The Cabot Theatre (Beverly, MA) is a legacy of the visionary showmanship of the Ware Brothers. Opened in 1920 as a dream palace of vaudeville and silent movies, it was hailed as “the most impressive auditorium of its size east of New York”. This Ware Theater shared a distinguished architectural pedigree, designed by the architects of Boston’s Athenaeum and Olympia Theater and Dorchester’s Strand Theater. For its first 40 years, it served as a center of community life for downtown Beverly.
The venue was purchased in 1960 by movie chain giant E.M. Loews, who renamed it the Cabot Cinema. A unique and remarkable transformation began in 1976 when it was purchased by Le Grand David and his own Spectacular Magic Company. For 37 years, the Cabot hosted a long-running magic show that entertained local audiences, made seven White House appearances, and won recognition in the Guinness Book of Records and the magazines of TIME, Smithsonian and National Geographic World.

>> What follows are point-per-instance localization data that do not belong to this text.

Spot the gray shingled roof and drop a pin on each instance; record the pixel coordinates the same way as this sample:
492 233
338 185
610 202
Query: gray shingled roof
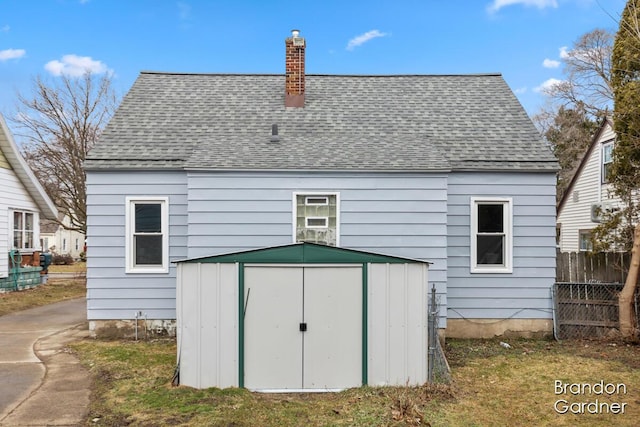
395 123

No ordinary building, the Cabot is a rare survivor. Only 250 similar movie palaces still exist out of an estimated 20,000 theaters built in the 1920s. But its future came into doubt when the Magic Company wound down and they placed the theater up for sale.
In the Spring of 2014, The Field Organization advised a group of local businessmen on how the Cabot Theater might operate as a non-profit organization if they purchased it. They did buy it and it is now running as a non-profit cinema and performing arts center. A new Cabot will provide a wide spectrum of arts experience for the community. If this vision is embraced and supported by the community, the second century of the Cabot’s life will present a richer and more varied variety of artistic work than the walls of the theater have ever seen before, entertaining and inspiring new generations of North Shore citizens.